Существует два широко распространенных решения этой проблемы. Одно из них – национализм, который представляет современное государство как семью, укомплектованную отцами-основателями, братьями по оружию, сыновьями нации и дочерьми революции. Другое – членство в молодежных объединениях, сочетающих интимность, солидарность и жесткую статусную структуру семьи с инициативой, гибкостью и открытостью рынка. В России конца XIX века многие юноши и девушки, выросшие в патриархальных семьях и познакомившиеся с западным социализмом, восстали одновременно и против русской отсталости, и против западной современности. Считая оба зла по праву своими (будучи “испорченными для России западными предрассудками, для Запада – русскими привычками”), они видели в обоих источник силы. Спасая самих себя, они намеревались спасти мир, поскольку российская отсталость являлась законной предтечей западного социализма (либо потому, что была изначально общинной, либо потому, что представляла собой слабое звено в цепи империализма). Оказавшись в пустом пространстве между неправомерными патерналистскими притязаниями патриархальной семьи и самодержавного государства, они создали устойчивую молодежную культуру, пропитанную лихорадочным ожиданием тысячелетнего царства. Постоялый двор поколения стал храмом вечной юности[210].

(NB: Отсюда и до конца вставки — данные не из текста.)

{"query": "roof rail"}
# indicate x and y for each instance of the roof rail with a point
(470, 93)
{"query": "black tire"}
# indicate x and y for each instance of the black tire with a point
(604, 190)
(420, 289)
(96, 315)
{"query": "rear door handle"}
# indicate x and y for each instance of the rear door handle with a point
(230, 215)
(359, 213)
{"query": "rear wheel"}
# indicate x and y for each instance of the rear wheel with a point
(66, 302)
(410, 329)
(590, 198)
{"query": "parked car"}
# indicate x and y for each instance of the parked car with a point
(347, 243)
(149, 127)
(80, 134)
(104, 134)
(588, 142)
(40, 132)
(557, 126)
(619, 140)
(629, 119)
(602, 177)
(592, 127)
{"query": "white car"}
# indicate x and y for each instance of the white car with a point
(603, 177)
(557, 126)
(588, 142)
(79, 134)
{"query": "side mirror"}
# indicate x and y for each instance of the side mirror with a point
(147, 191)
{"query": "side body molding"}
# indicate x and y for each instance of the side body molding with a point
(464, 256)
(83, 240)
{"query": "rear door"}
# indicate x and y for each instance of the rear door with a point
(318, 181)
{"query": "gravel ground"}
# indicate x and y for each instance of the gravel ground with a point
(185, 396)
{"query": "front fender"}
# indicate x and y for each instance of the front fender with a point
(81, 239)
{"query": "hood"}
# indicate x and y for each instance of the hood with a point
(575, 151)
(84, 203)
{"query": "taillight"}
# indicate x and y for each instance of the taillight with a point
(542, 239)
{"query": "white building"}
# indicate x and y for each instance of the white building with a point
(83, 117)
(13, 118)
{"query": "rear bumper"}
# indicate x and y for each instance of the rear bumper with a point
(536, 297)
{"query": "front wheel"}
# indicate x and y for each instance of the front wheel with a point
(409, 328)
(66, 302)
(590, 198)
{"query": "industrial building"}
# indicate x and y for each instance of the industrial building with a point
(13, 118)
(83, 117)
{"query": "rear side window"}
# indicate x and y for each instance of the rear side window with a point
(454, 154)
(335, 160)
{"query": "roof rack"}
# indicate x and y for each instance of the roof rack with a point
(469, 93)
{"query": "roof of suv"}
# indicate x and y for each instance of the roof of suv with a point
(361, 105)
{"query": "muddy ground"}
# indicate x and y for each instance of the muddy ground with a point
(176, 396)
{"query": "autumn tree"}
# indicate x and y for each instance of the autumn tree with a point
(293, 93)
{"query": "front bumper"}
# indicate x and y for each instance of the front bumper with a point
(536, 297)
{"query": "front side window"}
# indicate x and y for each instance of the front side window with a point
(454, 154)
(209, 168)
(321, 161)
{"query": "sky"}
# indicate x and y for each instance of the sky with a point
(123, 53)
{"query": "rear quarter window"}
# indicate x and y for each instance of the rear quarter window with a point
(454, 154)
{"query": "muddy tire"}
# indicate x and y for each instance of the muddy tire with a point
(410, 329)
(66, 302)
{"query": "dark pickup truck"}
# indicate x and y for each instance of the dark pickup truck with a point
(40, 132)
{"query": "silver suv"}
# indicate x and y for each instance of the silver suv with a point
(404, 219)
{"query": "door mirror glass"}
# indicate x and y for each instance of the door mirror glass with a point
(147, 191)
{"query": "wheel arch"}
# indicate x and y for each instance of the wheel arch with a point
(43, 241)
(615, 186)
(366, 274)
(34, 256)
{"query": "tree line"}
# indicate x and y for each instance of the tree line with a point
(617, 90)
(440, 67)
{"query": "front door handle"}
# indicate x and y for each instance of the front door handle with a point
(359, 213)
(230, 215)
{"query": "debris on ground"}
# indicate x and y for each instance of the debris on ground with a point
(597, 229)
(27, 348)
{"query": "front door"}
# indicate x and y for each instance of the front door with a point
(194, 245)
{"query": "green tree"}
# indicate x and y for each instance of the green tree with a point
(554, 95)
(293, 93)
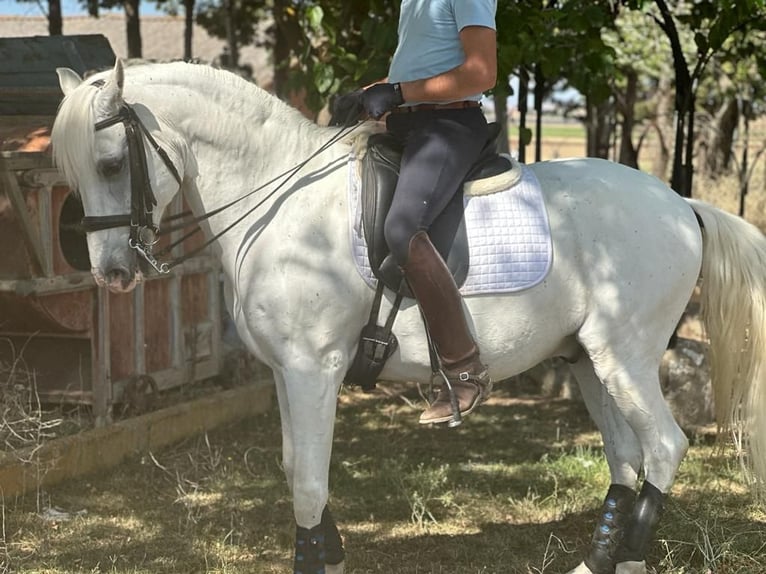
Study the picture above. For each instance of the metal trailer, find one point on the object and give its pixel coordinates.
(82, 344)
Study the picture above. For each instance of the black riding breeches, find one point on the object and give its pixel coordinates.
(440, 147)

Таковы были нейтральные пространства – “островки свободы”, по определению одного из их обитателей, – в которые переселялись евреи, шедшие по Пушкинской улице. В России было меньше, чем на Западе, салонов, музеев, кофеен, бирж, профессиональных союзов и зубоврачебных кабинетов; их социальное значение было ограниченным, а открытость их для евреев затруднялась правовыми препонами. Храм юности, напротив того, был чрезвычайно велик и гостеприимен. Евреев принимали как евреев: некоторые революционеры считали погромы начала 1880-х годов законным протестом против эксплуатации, но значительное большинство причисляло евреев к униженным, оскорбленным – и, стало быть, добродетельным. С. Я. Надсон “рос чужим” “отверженному народу”, к которому, как он подозревал, принадлежали его предки, но

Когда твои враги, как стая жадных псов,На части рвут тебя, ругаясь над тобою, –Дай скромно стать и мне в ряды твоих бойцов,Народ, обиженный судьбою!

Надсон умер от чахотки в возрасте двадцати пяти лет и в венце “страданья за людей”. Его поэтическая слава и его образ согбенного “под бременем скорбей” еврея пережили XIX век. Чем более заметными и многочисленными были еврейские маклеры, банкиры, врачи, адвокаты, студенты, художники, журналисты и революционеры, тем более униженными и оскорбленными становились еврейские герои русской литературы. Евреи Чехова, Успенского, Гарина-Михайловского, Горького, Андреева, Сологуба, Короленко, Куприна, Станюковича, Арцыбашева, Брюсова, Бальмонта и Бунина вышли из гоголевской “Шинели”, а не из гоголевского “Тараса Бульбы”. Среди них встречались и величавые старики с серебристыми бородами, и прекрасные Ревекки с огненными глазами, однако большинство относилось к жалким, но неуничтожимым жертвам унижений и оскорблений. Евреи не были частью “народа”, но людьми они были хорошими[211].